Wednesday, September 3, 2014

"On earth as it is in heaven." A call to prayer and fasting.

 When John the Baptizer came preaching "Repent, for the kingdom of heaven is at hand. Prepare the way of the Lord," he was speaking into exceptionally dark times. Herod, the puppet king of Rome had slaughtered every male child in the region of Bethlehem out of fear for Jesus, the Jewish Chief priests were political puppets of Herod and the people generally lived in fear of Rome. It couldn't have seemed to God's people that He or his Kingdom were very near at all.

But in the fulness of time God sent His Son Jesus, to save His people.We know and rejoice that Jesus has come, and that He will come again. We live in between the birth and the fulfillment of His Kingdom. In between His First and Second Coming we live in hopeful expectation for His Kingdom to keep breaking in here on earth as it is in heaven. It is how Jesus taught us to pray.
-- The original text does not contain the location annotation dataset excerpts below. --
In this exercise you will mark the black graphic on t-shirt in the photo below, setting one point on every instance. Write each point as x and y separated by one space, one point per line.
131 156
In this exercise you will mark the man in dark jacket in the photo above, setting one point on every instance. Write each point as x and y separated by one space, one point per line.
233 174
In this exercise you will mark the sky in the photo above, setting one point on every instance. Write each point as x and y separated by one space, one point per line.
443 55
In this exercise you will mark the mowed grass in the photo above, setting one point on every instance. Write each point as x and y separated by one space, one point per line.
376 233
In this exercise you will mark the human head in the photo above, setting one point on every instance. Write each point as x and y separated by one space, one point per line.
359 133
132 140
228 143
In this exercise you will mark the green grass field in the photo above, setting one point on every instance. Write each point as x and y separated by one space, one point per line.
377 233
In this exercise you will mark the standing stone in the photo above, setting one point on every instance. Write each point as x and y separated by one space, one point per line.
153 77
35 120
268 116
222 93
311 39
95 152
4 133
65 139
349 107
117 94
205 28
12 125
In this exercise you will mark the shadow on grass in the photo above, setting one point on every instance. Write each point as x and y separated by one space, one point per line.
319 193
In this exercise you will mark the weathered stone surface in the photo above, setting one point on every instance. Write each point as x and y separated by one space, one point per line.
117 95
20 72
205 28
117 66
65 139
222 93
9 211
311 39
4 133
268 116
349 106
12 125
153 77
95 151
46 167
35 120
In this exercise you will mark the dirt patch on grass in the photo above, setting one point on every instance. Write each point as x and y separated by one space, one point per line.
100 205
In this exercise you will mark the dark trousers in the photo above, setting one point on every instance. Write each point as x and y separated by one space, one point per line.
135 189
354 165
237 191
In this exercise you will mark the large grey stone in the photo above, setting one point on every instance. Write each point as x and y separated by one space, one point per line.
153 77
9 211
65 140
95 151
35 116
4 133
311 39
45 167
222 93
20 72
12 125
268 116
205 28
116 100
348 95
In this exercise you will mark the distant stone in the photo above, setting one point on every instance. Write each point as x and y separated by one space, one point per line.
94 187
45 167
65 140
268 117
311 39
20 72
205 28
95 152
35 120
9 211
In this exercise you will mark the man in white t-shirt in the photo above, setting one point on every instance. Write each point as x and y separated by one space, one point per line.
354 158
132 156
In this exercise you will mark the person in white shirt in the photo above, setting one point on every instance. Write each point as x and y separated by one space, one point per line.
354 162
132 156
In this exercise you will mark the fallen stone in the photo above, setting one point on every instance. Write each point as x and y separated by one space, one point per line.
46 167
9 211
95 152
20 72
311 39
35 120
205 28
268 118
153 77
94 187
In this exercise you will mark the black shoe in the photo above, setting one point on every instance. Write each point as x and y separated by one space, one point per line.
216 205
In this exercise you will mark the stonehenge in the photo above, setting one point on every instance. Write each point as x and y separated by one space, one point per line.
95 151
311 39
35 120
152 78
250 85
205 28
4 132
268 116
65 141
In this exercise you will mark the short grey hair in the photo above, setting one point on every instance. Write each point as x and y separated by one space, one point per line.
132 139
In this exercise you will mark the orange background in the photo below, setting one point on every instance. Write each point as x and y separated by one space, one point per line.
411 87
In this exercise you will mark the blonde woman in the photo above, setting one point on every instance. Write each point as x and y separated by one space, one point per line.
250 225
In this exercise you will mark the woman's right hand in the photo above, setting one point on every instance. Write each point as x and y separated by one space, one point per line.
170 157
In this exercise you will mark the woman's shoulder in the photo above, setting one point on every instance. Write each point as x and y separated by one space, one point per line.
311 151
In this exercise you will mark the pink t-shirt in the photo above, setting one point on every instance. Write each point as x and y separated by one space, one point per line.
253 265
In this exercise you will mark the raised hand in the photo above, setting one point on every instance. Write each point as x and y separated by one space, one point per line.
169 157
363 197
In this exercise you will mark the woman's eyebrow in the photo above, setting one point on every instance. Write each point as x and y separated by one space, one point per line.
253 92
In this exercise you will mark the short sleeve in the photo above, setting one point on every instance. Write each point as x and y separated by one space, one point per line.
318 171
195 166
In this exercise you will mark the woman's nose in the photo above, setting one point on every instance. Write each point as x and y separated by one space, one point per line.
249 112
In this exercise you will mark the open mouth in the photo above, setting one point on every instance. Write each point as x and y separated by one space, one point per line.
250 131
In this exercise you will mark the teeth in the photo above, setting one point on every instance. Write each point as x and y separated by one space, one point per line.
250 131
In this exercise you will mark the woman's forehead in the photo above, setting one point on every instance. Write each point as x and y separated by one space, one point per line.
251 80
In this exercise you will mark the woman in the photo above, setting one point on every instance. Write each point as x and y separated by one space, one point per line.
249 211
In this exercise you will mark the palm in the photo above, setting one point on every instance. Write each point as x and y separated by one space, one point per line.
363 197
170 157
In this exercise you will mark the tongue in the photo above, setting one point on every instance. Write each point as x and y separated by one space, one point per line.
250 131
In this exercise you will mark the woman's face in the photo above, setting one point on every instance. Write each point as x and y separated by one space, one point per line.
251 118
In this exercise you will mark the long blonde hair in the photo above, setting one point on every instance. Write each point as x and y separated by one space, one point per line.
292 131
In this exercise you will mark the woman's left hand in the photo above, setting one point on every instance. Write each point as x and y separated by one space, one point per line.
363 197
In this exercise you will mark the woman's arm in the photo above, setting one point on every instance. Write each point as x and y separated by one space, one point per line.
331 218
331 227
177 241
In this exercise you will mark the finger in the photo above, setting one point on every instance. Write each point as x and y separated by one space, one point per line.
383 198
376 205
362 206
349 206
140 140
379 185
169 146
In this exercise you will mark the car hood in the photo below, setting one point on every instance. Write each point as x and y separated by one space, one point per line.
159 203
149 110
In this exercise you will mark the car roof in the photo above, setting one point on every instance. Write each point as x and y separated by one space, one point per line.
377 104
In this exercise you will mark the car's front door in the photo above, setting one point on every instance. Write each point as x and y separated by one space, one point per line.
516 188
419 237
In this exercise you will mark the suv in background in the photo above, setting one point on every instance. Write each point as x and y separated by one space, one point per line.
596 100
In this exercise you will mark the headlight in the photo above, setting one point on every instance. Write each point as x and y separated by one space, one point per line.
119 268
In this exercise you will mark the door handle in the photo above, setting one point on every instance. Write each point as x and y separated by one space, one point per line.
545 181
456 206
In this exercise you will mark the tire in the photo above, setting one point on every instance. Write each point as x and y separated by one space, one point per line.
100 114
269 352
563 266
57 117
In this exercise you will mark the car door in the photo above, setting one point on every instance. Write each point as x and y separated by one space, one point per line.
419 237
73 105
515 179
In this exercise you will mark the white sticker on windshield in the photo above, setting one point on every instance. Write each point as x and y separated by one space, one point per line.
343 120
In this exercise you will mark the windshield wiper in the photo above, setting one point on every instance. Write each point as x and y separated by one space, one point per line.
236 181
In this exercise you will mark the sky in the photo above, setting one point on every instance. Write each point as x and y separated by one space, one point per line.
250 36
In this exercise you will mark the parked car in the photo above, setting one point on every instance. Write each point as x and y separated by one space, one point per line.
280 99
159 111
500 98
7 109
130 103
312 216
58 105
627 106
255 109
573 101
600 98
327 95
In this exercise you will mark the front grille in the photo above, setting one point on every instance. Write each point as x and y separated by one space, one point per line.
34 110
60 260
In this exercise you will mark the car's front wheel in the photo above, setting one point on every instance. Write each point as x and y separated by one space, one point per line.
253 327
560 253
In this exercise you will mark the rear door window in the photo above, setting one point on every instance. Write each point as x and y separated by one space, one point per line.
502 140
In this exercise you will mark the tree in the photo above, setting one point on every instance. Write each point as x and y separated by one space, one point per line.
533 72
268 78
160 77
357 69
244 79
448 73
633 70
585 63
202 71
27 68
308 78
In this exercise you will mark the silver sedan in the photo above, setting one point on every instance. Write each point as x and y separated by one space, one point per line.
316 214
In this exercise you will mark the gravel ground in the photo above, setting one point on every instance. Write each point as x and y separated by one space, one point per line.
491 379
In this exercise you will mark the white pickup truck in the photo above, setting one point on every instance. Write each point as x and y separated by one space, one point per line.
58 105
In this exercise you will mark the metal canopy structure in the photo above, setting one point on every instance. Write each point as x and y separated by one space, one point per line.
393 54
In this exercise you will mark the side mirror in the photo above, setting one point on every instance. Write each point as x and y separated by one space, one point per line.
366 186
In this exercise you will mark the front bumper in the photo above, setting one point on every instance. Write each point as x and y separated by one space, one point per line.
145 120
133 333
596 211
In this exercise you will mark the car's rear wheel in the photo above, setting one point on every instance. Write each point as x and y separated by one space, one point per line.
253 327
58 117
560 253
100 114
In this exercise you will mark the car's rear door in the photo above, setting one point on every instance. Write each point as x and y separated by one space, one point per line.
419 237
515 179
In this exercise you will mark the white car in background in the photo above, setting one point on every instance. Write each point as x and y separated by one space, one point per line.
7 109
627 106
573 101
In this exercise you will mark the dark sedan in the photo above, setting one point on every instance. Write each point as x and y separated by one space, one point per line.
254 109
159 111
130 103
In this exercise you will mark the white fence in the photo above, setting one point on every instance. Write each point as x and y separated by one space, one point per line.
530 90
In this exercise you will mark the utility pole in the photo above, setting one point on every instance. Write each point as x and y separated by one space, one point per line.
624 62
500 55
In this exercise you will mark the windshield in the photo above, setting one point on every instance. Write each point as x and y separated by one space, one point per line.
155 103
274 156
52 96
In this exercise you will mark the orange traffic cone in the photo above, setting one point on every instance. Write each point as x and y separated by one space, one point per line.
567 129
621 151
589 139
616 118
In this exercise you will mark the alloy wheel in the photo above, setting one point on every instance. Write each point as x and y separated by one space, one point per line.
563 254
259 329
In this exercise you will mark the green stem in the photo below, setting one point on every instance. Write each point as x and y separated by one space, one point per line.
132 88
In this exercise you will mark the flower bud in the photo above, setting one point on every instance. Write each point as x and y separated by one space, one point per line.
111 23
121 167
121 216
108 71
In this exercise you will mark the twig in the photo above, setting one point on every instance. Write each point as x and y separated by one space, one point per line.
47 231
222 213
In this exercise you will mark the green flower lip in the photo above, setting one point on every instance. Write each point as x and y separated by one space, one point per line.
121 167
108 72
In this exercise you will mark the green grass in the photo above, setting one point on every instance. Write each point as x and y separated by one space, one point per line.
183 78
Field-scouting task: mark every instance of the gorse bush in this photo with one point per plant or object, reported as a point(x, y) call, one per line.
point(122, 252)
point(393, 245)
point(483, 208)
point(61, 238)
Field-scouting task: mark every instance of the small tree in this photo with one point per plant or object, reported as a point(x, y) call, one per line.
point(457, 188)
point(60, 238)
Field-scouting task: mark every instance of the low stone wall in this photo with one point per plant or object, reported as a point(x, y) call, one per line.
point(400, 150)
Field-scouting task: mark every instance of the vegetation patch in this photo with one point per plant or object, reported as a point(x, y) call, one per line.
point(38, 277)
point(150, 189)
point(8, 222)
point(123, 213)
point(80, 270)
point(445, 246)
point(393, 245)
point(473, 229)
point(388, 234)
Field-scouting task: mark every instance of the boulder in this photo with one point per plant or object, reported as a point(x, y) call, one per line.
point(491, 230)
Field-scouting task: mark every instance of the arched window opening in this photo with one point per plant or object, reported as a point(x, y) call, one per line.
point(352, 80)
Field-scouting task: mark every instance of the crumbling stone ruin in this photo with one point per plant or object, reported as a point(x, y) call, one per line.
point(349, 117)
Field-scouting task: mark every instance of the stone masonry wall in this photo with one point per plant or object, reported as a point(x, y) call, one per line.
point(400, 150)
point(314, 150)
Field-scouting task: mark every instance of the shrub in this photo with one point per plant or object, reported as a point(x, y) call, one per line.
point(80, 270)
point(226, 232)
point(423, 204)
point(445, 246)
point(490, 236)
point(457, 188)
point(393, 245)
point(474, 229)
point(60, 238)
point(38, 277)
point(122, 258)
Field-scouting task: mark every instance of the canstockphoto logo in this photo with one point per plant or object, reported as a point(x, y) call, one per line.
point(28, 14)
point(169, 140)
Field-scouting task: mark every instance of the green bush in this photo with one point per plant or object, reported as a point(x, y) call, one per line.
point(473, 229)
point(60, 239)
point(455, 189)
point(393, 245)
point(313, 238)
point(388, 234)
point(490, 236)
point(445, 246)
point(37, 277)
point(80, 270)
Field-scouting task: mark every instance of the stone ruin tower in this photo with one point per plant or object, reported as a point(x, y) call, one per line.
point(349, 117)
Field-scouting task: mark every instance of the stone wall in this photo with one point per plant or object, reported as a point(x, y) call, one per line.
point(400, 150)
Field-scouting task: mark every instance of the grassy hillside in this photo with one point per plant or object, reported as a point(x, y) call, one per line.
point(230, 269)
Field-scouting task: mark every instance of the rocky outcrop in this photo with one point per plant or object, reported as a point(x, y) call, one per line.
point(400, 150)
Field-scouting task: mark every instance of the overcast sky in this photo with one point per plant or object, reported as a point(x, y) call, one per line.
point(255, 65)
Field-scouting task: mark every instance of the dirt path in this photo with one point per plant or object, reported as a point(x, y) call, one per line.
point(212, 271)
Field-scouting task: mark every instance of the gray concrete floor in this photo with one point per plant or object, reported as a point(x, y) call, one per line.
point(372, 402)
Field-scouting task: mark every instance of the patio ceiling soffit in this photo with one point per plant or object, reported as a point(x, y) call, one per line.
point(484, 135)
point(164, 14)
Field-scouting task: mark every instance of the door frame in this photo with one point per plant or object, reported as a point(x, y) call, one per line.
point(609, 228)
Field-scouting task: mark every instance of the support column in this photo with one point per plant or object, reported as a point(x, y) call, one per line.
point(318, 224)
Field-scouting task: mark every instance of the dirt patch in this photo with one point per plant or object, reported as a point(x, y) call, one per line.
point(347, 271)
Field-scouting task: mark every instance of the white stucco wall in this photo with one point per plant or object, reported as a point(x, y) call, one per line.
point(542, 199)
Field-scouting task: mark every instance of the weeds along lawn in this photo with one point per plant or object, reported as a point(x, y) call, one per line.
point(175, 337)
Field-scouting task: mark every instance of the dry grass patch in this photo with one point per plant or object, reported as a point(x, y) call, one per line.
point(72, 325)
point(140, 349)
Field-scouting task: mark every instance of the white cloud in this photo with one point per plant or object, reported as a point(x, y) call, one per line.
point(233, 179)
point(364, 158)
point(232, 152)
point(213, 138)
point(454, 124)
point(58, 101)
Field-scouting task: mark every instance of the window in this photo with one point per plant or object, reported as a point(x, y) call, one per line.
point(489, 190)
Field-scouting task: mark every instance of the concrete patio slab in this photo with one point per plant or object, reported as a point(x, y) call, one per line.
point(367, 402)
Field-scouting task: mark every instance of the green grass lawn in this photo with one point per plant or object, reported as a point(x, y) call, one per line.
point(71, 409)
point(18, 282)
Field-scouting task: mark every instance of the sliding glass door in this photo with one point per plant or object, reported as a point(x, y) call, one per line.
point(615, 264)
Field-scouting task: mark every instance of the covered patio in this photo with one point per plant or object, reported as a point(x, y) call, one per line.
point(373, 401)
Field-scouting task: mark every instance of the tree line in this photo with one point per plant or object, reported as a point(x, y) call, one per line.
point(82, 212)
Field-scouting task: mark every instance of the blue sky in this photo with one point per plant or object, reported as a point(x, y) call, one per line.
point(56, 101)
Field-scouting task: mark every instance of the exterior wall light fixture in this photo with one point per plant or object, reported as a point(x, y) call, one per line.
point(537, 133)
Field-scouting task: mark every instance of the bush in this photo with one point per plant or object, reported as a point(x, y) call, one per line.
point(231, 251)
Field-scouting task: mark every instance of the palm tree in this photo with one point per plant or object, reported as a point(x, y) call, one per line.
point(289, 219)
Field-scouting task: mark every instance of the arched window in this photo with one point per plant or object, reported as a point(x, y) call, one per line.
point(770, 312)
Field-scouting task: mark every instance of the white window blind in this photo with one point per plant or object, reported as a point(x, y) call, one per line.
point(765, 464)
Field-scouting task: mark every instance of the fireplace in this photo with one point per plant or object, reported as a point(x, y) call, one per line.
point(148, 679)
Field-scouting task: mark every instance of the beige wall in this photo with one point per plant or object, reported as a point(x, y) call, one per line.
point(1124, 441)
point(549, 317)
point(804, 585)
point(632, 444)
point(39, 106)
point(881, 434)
We are not unaware of the  darkness of our times. We don't have simple answers for the horrors of Mosul, Uganda, Gaza or Ferguson. Here in Orange County making disciples of Jesus is a different, but no less real challenge, and this also requires the power of the Spirit in profound ways. God promises that where sin abounds, grace further abounds. God's kingdom is still at hand in all of these situations, and we sense with great anticipation that He is breaking in to our lives with kingdom momentum.  John's message to God's people is one that we can still take to heart at this time.
It provokes us to repentance. It stirs us to expectation. It calls us to preparation. 

We will pray around 1 of these 3 themes each day for our church fast, from Monday 8th September
to Wednesday 10th of September. It is a water, soup and fruit juice fast. (Any or all)
We will gather to pray for an hour each night at 6:30 pm  and will break our fast together on Wednesday night.  I appeal to the whole church to observe this time as God's holy interruption.
What God has called us to as a church requires a united front in the area of prayer.
We've seen the Lord do amazing things among us as we've gathered twice a year to pray and fast and we are trusting Him this year for an outpouring of unprecedented power and grace.